Anos atrás o Ministério Público Federal descobriu essa técnica e a batizou de “teoria dos fatos” (não confundir com a teoria do domínio do fato), mas com algumas jabuticabas bem brasileiras, características típicas desses tempos de Lava Jato: desprezo a todos os fatos que desmentirem a narrativa original.
Os burocratas esconderão os fatos que comprometam a narrativa porque cada operação demanda recursos e um tiro errado significaria desperdício. Os marqueteiros desprezarão porque a narrativa foi vazada para jornalistas amigos, e ficaria chato admitir o erro. A Lava Jato desprezará porque sua intenção é política.

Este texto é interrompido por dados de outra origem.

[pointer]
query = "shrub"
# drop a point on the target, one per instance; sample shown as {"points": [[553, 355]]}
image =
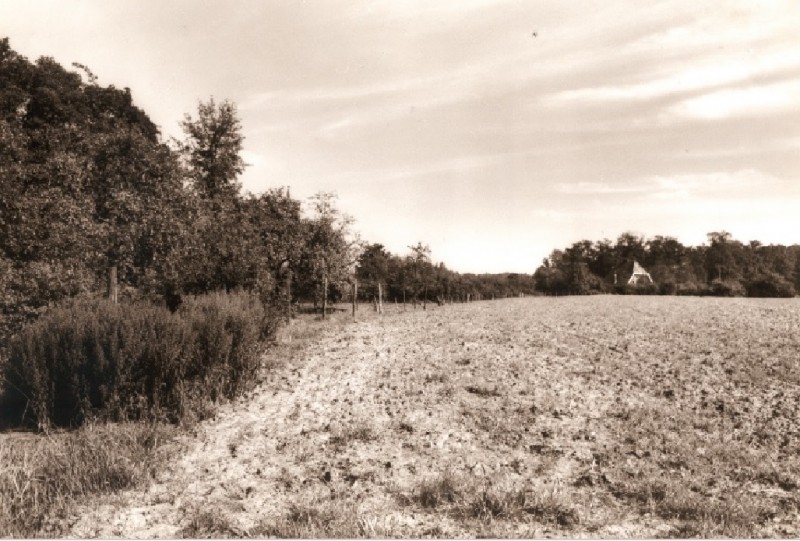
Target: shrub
{"points": [[131, 361], [91, 356], [770, 285], [228, 329], [727, 288]]}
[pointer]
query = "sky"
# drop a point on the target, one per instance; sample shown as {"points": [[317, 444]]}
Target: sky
{"points": [[492, 131]]}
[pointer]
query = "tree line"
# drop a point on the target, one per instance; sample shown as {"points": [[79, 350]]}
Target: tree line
{"points": [[722, 267], [94, 200]]}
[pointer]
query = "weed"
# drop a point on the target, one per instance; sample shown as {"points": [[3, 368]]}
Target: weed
{"points": [[42, 478], [359, 433], [442, 490], [210, 525], [482, 391]]}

A teoria do fato de Bolsonaro
Entendido isso, vamos a uma teoria do fato sobre como foi o dia 14 de março de 2018, dia do assassinato de Marielle, na vida de Jair Bolsonaro.
Primeiro, vamos aos fatos objetivos:
1. Um twitter de uma jornalista respeitável, Thais Bilenky, no dia 14 de março, informando que Bolsonaro seguiria para o Rio por estar com problemas de intoxicação.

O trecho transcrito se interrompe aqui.